The Opera Metadata Analysis and Mining Application (MAMA) is an incredible tool and Opera recently released some details on this, called MAMA for short, and some of the findings they have managed to gather using MAMA. Zone Leader Schalk Neethling sat down with Brian Wilson, QA Engineer at Opera Software, to learn more about MAMA.
Schalk Neethling: Hi Brian and thank you for granting us this interview. First off, please tell us a little more about yourself and what you do at Opera.
Brian Wilson: I've been involved with software QA for ~15 years, working over the years at Microsoft, Real Networks and now Opera. The Web has always fascinated me with its ability to help people communicate in so many new and interesting ways - to help bring people closer together. My first position was at Microsoft working on their first Web browser (it pre-dated MSIE 1.0 by more than 6 months at least). It was an add-on extension to Word called Internet Assistant that allowed a primitive browsing and authoring capability.
Separately, I also created an online markup reference Web site about HTML and CSS [www.blooberry.com/indexdot/] that has been quite popular for many years. One of the major features of that site is tracking the historical evolution of HTML and CSS in both the browsers and standards. If you look at MAMA, you can trace direct lines between that topic and what MAMA has become.

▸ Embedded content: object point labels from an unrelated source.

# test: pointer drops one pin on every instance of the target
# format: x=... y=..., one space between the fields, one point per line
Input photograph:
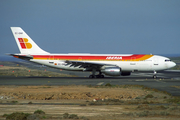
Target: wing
x=87 y=65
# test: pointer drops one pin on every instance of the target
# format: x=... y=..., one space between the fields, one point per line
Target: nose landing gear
x=155 y=76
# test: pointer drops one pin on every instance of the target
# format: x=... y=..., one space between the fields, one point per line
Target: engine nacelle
x=112 y=71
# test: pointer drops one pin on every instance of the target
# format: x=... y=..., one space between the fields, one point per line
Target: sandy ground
x=81 y=100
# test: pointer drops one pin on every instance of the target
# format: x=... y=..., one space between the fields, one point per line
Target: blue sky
x=93 y=26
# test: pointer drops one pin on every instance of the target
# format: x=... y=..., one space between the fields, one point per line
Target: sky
x=93 y=26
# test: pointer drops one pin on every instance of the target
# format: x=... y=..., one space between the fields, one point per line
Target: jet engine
x=112 y=71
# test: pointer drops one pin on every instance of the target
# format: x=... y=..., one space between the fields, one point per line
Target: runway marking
x=139 y=80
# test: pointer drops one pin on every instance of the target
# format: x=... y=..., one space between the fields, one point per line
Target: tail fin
x=25 y=43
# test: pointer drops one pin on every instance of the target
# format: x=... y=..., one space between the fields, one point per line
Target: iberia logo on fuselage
x=24 y=43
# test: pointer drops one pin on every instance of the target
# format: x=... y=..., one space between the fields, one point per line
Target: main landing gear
x=96 y=76
x=155 y=76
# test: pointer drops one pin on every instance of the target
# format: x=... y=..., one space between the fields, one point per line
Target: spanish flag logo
x=24 y=43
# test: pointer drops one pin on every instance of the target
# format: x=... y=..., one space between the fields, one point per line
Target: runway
x=165 y=81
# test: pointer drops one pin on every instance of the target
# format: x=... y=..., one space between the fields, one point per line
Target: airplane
x=105 y=64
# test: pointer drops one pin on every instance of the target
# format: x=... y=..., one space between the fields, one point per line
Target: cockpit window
x=167 y=60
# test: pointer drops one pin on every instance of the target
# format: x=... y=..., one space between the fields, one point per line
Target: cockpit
x=167 y=60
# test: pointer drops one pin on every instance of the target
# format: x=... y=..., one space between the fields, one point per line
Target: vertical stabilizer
x=25 y=44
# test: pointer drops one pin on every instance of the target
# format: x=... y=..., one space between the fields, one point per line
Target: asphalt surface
x=164 y=82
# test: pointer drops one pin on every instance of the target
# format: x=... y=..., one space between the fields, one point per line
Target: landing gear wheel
x=154 y=76
x=99 y=76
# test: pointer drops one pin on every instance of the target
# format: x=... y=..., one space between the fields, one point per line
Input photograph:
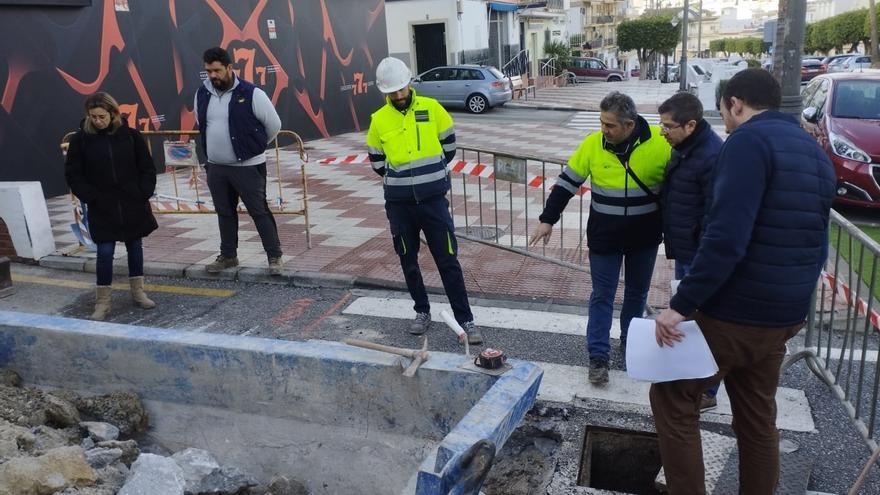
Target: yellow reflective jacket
x=411 y=148
x=623 y=216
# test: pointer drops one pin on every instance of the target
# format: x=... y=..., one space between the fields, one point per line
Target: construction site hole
x=619 y=460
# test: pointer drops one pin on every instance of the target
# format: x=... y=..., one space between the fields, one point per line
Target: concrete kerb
x=72 y=263
x=557 y=108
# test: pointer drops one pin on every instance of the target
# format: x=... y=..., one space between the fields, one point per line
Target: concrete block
x=23 y=209
x=72 y=263
x=197 y=272
x=6 y=288
x=303 y=278
x=165 y=269
x=261 y=276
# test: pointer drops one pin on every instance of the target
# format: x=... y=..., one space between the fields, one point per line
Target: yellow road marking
x=76 y=284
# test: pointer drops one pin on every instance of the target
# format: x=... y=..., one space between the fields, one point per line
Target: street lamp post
x=787 y=54
x=875 y=52
x=682 y=71
x=700 y=32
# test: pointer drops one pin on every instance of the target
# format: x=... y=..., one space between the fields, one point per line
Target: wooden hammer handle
x=410 y=353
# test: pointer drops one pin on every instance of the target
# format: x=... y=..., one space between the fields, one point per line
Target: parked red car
x=842 y=111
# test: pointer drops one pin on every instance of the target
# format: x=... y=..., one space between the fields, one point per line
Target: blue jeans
x=604 y=274
x=681 y=270
x=104 y=265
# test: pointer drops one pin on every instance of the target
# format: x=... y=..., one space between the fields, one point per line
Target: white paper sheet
x=645 y=360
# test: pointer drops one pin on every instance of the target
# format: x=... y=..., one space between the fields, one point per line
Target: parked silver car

I actually came to the attention of Opera's CTO (Hakon W. Lie) because of that site and he offered me a job at Opera in 2004. My first QA assignment involved the desktop release of Opera 7.0, but my tasks have branched out over time...producing and maintaining various tools to meet different needs, from QA automation to issue tracking. When I started at Opera, our QA department was less than 10 people. Six years on, Opera's product offerings have blossomed and our QA tasks have multiplied...as has our QA group. Opera's QA department has been proactive in tackling solutions that make everyone's life at Opera a little easier - something we take great pride in.
MAMA initially began as a side project but has grown to be one of my primary tasks. It is definitely a project to hold up as an example of the passion we hold for QA processes at Opera. Our aim is to help ease the pain in the software development process...and MAMA has the potential to spread that help beyond Opera's boundaries.
Neethling: What is your involvement with the MAMA project at Opera?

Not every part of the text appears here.